- Born: James Allen Stimson December 12, 1943 (age 82)
- Education: University of Minnesota University of North Carolina at Chapel Hill
- Awards: Center for Advanced Study in the Behavioral Sciences fellowship (1994–95) Goldsmith Book Prize (for book Tides of Consent: How Public Opinion Shapes American Politics; 2006) Warren J. Mitofsky Award for Excellence in Public Opinion Research from the Roper Center for Public Opinion Research (2016)
- Scientific career
- Fields: Political science
- Institutions: University of North Carolina at Chapel Hill
- Thesis: The Diffusion of Evaluations: Patterns of Cue-taking in the United States House of Representatives (1970)
- Doctoral advisor: Donald Matthews

= James Stimson =

American political scientist

James Allen Stimson (born December 12, 1943) is an American political scientist and the Raymond Dawson Distinguished Bicentennial Professor of Political Science Emeritus at the University of North Carolina at Chapel Hill.
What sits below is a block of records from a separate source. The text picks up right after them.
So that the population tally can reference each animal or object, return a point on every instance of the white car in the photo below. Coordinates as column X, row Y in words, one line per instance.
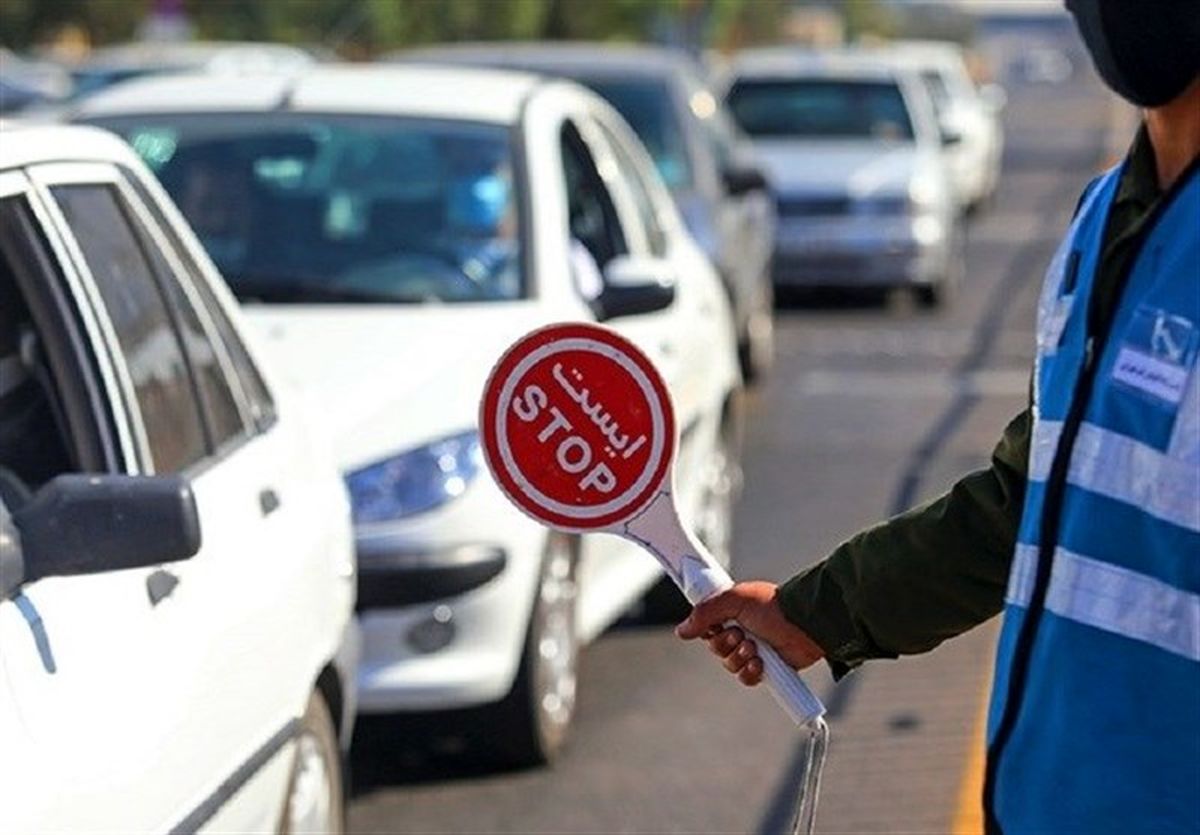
column 972, row 136
column 391, row 230
column 851, row 146
column 177, row 575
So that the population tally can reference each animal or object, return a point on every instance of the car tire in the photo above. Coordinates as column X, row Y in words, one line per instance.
column 315, row 800
column 532, row 722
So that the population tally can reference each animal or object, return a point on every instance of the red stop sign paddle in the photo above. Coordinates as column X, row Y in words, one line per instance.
column 579, row 432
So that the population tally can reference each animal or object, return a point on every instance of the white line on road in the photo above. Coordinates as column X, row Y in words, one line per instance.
column 991, row 383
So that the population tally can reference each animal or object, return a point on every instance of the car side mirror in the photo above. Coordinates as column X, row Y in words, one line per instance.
column 633, row 286
column 81, row 524
column 951, row 136
column 743, row 179
column 994, row 96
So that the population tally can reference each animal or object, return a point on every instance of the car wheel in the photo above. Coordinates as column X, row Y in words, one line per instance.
column 535, row 718
column 315, row 800
column 713, row 526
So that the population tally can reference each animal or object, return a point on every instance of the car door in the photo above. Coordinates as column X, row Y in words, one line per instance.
column 699, row 319
column 282, row 577
column 87, row 706
column 231, row 677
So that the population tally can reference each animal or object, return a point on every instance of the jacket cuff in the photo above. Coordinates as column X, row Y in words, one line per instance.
column 814, row 602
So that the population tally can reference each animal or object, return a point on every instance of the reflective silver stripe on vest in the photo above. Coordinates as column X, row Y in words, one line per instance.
column 1113, row 599
column 1121, row 468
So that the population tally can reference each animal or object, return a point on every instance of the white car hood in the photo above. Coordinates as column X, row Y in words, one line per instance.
column 853, row 168
column 387, row 379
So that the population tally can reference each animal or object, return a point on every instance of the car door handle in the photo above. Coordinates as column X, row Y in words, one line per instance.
column 268, row 500
column 160, row 586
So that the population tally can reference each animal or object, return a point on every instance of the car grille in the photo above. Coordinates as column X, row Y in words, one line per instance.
column 816, row 205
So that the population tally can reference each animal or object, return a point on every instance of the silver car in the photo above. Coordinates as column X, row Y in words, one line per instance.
column 852, row 149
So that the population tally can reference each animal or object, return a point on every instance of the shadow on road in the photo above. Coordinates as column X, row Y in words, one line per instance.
column 829, row 299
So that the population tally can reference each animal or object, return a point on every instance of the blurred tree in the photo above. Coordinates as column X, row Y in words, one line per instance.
column 28, row 22
column 369, row 26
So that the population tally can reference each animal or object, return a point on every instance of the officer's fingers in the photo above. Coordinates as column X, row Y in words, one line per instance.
column 738, row 659
column 725, row 641
column 751, row 674
column 712, row 612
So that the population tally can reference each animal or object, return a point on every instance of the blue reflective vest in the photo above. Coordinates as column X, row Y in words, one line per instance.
column 1095, row 720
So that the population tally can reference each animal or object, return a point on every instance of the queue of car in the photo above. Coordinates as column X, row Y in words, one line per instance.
column 301, row 434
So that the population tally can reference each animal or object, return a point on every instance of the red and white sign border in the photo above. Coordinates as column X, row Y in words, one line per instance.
column 493, row 422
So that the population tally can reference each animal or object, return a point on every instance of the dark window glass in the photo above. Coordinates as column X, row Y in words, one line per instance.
column 821, row 108
column 217, row 398
column 339, row 209
column 593, row 217
column 651, row 110
column 262, row 406
column 937, row 89
column 636, row 184
column 161, row 378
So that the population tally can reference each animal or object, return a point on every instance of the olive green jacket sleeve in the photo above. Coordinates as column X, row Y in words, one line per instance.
column 924, row 576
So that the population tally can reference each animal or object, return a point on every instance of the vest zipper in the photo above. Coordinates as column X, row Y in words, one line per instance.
column 1097, row 334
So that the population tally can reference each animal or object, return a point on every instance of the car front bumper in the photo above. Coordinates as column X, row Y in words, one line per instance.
column 861, row 251
column 444, row 604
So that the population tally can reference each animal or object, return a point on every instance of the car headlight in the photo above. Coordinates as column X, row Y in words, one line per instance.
column 415, row 480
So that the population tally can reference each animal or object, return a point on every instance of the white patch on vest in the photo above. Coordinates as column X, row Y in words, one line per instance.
column 1159, row 378
column 1111, row 599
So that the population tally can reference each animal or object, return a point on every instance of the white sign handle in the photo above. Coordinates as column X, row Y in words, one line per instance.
column 700, row 576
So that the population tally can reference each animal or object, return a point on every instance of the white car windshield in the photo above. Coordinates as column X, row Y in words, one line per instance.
column 311, row 209
column 820, row 108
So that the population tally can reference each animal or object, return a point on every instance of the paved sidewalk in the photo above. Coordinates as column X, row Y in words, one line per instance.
column 906, row 756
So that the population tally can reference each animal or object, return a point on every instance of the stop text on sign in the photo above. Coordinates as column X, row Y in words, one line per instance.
column 581, row 426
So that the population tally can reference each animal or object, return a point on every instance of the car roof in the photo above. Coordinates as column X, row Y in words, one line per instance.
column 793, row 61
column 27, row 144
column 569, row 59
column 429, row 91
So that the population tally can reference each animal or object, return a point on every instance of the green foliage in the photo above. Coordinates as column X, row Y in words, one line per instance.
column 361, row 28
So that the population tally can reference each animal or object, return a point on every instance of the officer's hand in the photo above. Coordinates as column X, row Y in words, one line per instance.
column 754, row 606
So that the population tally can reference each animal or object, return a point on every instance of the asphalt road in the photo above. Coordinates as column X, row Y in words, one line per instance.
column 871, row 407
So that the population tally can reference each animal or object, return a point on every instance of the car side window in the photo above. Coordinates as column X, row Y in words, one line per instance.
column 643, row 200
column 217, row 398
column 592, row 214
column 145, row 332
column 255, row 391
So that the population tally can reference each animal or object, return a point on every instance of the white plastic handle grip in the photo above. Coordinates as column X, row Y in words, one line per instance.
column 702, row 581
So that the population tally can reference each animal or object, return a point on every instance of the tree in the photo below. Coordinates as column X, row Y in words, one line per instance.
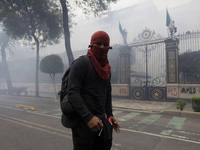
column 37, row 22
column 96, row 7
column 189, row 65
column 51, row 65
column 4, row 42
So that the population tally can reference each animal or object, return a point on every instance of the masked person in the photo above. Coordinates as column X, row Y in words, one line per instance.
column 89, row 92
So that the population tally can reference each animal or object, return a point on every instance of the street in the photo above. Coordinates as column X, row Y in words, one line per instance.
column 34, row 124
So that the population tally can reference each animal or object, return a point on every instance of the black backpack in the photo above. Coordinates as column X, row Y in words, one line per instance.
column 64, row 84
column 69, row 116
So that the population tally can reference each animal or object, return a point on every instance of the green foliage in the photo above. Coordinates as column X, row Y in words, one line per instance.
column 195, row 103
column 51, row 64
column 181, row 104
column 19, row 90
column 189, row 64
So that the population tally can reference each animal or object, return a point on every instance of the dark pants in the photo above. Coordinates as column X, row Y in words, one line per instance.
column 85, row 139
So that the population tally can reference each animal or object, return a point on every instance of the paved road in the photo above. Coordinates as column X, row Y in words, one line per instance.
column 23, row 127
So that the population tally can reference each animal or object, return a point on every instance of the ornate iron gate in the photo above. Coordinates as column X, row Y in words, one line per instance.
column 147, row 67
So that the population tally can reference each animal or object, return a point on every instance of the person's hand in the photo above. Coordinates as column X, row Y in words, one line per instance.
column 95, row 124
column 116, row 126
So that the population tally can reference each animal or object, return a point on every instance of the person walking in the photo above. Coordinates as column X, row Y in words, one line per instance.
column 89, row 92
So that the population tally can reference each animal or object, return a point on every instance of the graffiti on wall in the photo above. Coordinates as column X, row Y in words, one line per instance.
column 190, row 90
column 122, row 91
column 172, row 91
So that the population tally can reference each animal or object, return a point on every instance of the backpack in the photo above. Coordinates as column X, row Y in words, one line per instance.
column 69, row 116
column 64, row 84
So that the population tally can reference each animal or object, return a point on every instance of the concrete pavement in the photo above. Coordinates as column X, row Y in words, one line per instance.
column 162, row 107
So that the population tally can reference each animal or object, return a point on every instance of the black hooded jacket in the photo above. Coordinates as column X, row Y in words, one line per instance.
column 89, row 94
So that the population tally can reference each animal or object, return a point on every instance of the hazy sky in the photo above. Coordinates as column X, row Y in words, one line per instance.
column 160, row 4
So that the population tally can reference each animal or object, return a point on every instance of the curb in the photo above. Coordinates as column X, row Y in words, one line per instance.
column 188, row 114
column 49, row 99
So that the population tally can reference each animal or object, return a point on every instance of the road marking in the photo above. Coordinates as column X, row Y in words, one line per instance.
column 176, row 123
column 24, row 107
column 145, row 122
column 57, row 114
column 117, row 112
column 158, row 135
column 128, row 116
column 33, row 126
column 43, row 111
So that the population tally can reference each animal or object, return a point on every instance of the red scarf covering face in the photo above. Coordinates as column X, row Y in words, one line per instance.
column 98, row 55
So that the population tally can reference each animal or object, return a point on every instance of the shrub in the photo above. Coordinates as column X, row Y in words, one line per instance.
column 181, row 104
column 18, row 90
column 195, row 104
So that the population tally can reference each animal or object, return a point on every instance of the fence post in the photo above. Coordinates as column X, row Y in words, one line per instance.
column 124, row 77
column 172, row 75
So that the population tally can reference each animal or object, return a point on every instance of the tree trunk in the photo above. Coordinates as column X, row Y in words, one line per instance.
column 66, row 31
column 53, row 80
column 37, row 67
column 5, row 66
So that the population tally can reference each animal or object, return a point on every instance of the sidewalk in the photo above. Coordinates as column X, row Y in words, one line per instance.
column 165, row 107
column 161, row 107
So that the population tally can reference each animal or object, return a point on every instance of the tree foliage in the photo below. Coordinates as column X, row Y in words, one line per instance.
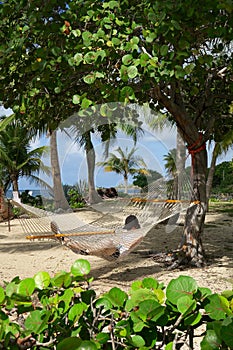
column 61, row 57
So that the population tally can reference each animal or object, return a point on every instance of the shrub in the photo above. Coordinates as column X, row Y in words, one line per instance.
column 63, row 312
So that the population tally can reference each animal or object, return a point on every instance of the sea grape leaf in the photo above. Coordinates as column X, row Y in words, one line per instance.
column 137, row 341
column 80, row 267
column 217, row 307
column 60, row 279
column 26, row 287
column 210, row 341
column 185, row 305
column 42, row 280
column 71, row 343
column 179, row 287
column 2, row 295
column 37, row 321
column 227, row 333
column 76, row 311
column 117, row 296
column 149, row 283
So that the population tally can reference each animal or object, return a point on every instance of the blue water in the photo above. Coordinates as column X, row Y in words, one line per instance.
column 44, row 193
column 33, row 193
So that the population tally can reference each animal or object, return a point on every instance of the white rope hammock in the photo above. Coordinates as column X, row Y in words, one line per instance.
column 104, row 237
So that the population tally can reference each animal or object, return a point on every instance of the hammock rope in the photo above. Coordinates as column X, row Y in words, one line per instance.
column 104, row 236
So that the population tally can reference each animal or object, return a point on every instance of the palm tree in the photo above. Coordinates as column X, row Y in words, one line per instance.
column 170, row 166
column 127, row 163
column 17, row 160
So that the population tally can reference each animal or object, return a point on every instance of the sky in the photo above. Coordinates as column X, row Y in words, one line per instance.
column 152, row 146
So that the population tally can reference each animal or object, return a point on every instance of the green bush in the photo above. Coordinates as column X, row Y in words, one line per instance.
column 63, row 312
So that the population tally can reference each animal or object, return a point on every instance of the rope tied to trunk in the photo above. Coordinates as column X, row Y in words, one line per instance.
column 192, row 150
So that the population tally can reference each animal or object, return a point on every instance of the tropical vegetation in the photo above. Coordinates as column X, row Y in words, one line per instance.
column 125, row 162
column 69, row 56
column 64, row 312
column 17, row 159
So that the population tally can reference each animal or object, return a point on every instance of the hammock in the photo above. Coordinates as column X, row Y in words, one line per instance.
column 105, row 236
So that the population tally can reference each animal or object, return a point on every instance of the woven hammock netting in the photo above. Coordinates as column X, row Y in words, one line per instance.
column 106, row 236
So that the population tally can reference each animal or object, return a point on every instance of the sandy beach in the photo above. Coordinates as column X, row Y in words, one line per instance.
column 23, row 258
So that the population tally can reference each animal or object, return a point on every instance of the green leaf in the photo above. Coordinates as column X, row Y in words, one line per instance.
column 76, row 32
column 42, row 280
column 37, row 321
column 185, row 305
column 11, row 288
column 66, row 299
column 179, row 72
column 132, row 72
column 193, row 319
column 127, row 94
column 57, row 90
column 26, row 287
column 210, row 341
column 60, row 279
column 117, row 296
column 90, row 57
column 76, row 99
column 217, row 307
column 113, row 4
column 87, row 37
column 138, row 323
column 2, row 295
column 104, row 302
column 116, row 41
column 89, row 79
column 71, row 343
column 149, row 283
column 164, row 50
column 86, row 103
column 80, row 267
column 169, row 346
column 179, row 287
column 102, row 338
column 144, row 59
column 137, row 341
column 127, row 59
column 176, row 24
column 78, row 58
column 76, row 311
column 227, row 334
column 87, row 345
column 124, row 73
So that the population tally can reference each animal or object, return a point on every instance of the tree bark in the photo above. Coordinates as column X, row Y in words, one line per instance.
column 180, row 164
column 211, row 173
column 191, row 248
column 90, row 156
column 60, row 201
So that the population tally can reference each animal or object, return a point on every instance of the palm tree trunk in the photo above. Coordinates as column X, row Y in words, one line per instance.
column 126, row 184
column 191, row 248
column 180, row 163
column 15, row 187
column 211, row 173
column 59, row 196
column 90, row 156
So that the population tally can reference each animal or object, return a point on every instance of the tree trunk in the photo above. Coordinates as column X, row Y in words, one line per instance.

After teaching at the University at Buffalo and Florida State University, among other institutions, he joined the faculty of the University of North Carolina at Chapel Hill in 1997, remaining there until his retirement in 2018. A fellow of the American Academy of Arts and Sciences, he served as a fellow of the Center for Advanced Study in the Behavioral Sciences from 1994 to 1995 and as a Guggenheim Fellow from 2006 to 2007. He has received the Eulau and Kammerer Awards from the American Political Science Association, as well as the Chastain Award from the Southern Political Science Association. In 2016, he received the Warren J. Mitofsky Award for Excellence in Public Opinion Research from the Board of Directors of the Roper Center for Public Opinion Research.